Abroad, he is one of the most admired Israelis. At home, his reputation is more controversial. Peres is known primarily as the father of the 1993 Oslo accords, which were famously instituted with a handshake between Yitzhak Rabin and Yasir Arafat in the presence of Bill Clinton on the White House lawn, but which came to symbolize, to many Israelis, false hopes, terrorism, and war.
It is hard to exaggerate Peres’s impact on Israel’s diplomacy, but this is not what we were primarily interested in talking to him about. Less well known, but no less significant, was his role as a serial entrepreneur of a very unique sort—a founder of industries. He never spent a day of his life in business. In fact, he told us that neither he nor Ben-Gurion knew anything about economics. But Peres’s approach to government has been one of an entrepreneur launching start-ups.
Peres grew up on a kibbutz before the founding of the state. It wasn’t just the social and economic structure of this Israeli invention that was innovative; its very means of sustenance represented a huge departure. “Agriculture is more revolutionary than industry,” Peres was quick to point out as we finally settled into his book-lined office, surrounded by mementos from Ben-Gurion and world leaders.
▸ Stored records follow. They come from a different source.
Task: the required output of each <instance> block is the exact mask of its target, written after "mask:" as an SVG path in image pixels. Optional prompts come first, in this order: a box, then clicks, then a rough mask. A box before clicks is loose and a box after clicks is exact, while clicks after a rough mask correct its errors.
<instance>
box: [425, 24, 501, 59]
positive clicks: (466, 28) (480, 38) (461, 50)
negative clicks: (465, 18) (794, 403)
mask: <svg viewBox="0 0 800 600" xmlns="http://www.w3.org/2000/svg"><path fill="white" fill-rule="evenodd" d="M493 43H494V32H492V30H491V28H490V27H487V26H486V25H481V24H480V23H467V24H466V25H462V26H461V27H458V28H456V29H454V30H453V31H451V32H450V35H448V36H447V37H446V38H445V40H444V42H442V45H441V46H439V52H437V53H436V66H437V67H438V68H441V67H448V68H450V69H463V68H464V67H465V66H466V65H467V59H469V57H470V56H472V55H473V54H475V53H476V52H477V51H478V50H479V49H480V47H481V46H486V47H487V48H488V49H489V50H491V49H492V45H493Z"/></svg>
“In twenty-five years, Israel increased its agricultural yields seventeen times. This is amazing,” he told us. People don’t realize this, Peres said, but agriculture is “ninety-five percent science, five percent work.”
Peres seemed to see technology everywhere, and long before Israelis themselves thought in such terms. This may have been one of the reasons Ben-Gurion backed Peres so strongly; the “Old Man” was also fascinated by technology, he told us. “Ben-Gurion thought the future was science. He would always say that in the army it’s not enough to be up to date; you have to be up to tomorrow,” Peres recalled.
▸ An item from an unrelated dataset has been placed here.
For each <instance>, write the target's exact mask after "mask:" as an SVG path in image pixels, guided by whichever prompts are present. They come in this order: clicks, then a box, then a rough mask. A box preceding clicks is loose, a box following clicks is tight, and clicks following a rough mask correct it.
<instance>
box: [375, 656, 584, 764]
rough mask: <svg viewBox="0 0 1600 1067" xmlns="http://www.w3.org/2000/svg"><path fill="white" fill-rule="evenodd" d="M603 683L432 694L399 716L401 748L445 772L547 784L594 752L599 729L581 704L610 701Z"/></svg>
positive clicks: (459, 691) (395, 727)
So Ben-Gurion and Peres became a technological tag team. Peres and American swashbuckler Al Schwimmer started dreaming up an aeronautics industry while flying over the Arctic in 1951. But when they got back to Israel, they were met with stiff opposition. “We can’t even make bicycles,” ministers told Peres, in days in which a nascent bicycle industry was indeed failing, refugees were continuing to flood into the country, and basic foodstuffs were still being rationed. But with Ben-Gurion’s backing, Peres was able to prevail.
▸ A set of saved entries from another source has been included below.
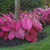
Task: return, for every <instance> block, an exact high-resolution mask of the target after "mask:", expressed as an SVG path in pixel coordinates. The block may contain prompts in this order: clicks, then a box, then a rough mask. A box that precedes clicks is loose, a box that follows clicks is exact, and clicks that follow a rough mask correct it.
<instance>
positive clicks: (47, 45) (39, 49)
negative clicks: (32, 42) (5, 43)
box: [0, 26, 50, 50]
mask: <svg viewBox="0 0 50 50" xmlns="http://www.w3.org/2000/svg"><path fill="white" fill-rule="evenodd" d="M48 29H50V26H47V27H46V28H45V29H44V31H46V30H47V31H46V32H47V34H48ZM49 33H50V32H49ZM0 50H50V35H48V36H47V37H46V38H45V39H44V40H42V41H39V42H36V43H24V44H22V45H20V46H13V47H7V48H5V47H4V48H0Z"/></svg>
Later on, Peres’s idea of starting a nuclear industry was similarly written off. It was seen as too ambitious, even by Israeli scientists in the field. The finance minister, who believed that the Israeli economy should focus on textile exports, told Peres, “It’s very good you came to me. I shall make sure you won’t get a penny.” So with typical disregard for the rules, Ben-Gurion and Peres somehow funded the project off-budget and Peres went around the established scientists, turning instead to students at the Technion, some of whom he sent to France for training.